I'm a sucker for gorgeous pictorial movies, though I prefer visual content over pointlessly pretentious art-house flicks that play with the audience's senses of boredom or horror, like Eraserhead* or Koyaanisqatsi*. There's not enough pot, booze, or combined substances on the planet to make those movies palatable to me. *http://en.wikipedia.org/wiki/Eraserhead *http://en.wikipedia.org/wiki/Koyaanisqatsi

You know by now that I have a bent for human spirituality, with their common universal themes of faith and enduring hope.

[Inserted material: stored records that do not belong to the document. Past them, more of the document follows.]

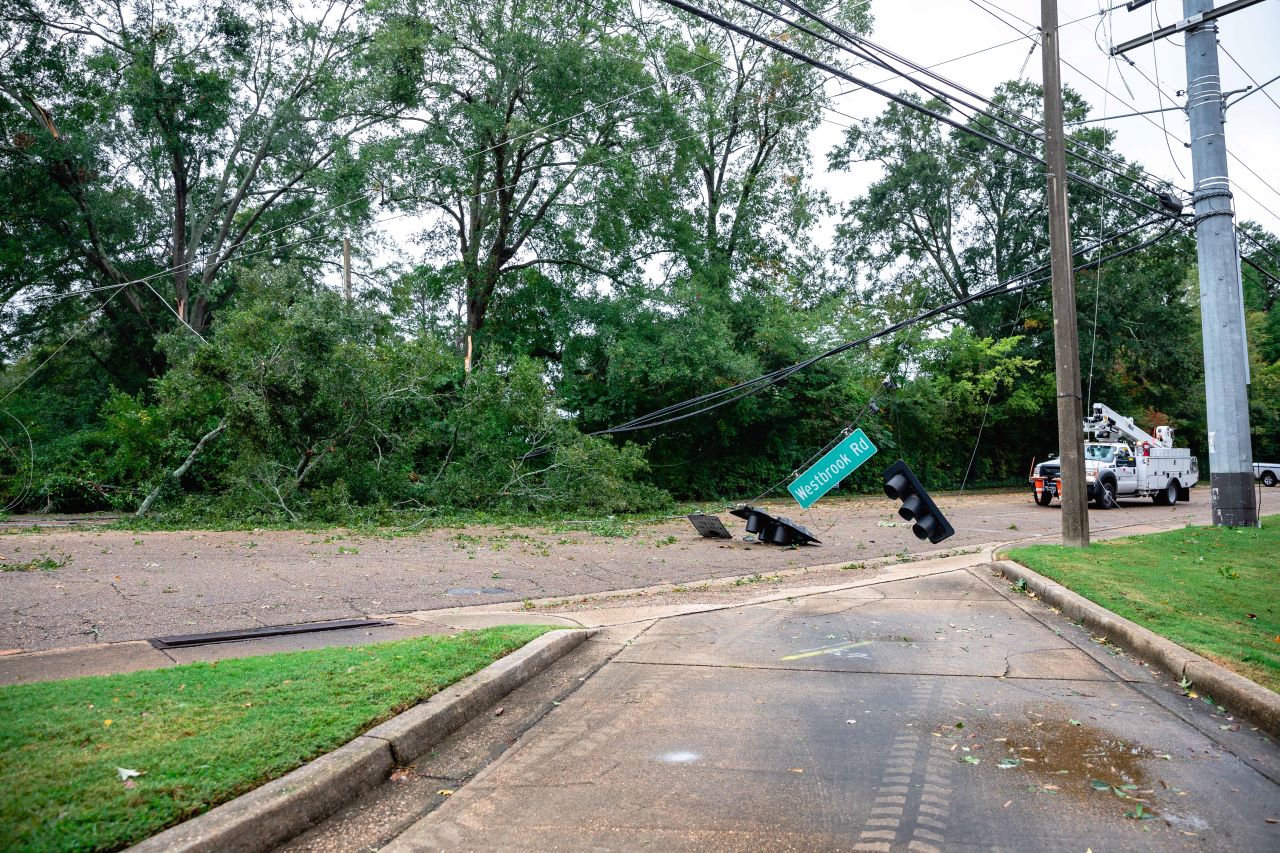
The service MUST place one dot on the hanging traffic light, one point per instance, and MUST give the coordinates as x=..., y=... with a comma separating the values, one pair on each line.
x=773, y=530
x=901, y=484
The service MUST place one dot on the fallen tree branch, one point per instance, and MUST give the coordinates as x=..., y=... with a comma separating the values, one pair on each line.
x=182, y=469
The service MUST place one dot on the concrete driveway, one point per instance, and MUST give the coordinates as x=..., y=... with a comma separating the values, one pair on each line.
x=928, y=710
x=120, y=585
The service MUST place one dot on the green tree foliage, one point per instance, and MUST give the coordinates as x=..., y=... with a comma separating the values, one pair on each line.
x=616, y=208
x=164, y=140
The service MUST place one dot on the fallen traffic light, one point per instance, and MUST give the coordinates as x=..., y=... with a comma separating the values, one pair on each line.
x=773, y=530
x=901, y=484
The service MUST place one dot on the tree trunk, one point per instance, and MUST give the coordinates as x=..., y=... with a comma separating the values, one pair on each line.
x=182, y=469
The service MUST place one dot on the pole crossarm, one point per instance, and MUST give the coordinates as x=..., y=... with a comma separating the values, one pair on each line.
x=1187, y=23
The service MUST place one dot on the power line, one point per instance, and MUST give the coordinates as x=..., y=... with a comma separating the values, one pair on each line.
x=1256, y=86
x=714, y=400
x=904, y=101
x=860, y=41
x=1082, y=73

This movie has our glorious, colorful world at it's best and worst, typically with a juxtaposition of natural formations and sacred spaces versus man made machinations of failure.The directors do a beautiful job linking together modern alienation with a brutally cruel factory farming system (that's rough but necessary, how we mercilessly slaughter living creatures for our consumption), veal pen office environments that strip us of choice and humanity by creating a false sense of lonesomeness and territoriality, sexual loneliness coupled with a crippling angst, expressed in sad, slow images of dehumanized sex workers grinding en masse followed by clips of rows of blow up dolls for simulated copulation in a world that's overabundant with our species; these harmful, wasteful things that take us farther away from the cleansing beauty of water and light than we should be. We need to remove this horrible distance to reclaim a world that's ours by birthright.

It's old school film making; just a few artists with a real 60mm film camera, traveling the world in a quest to capture who we are, with no compromises or shortcuts. Check it out, and be riveted.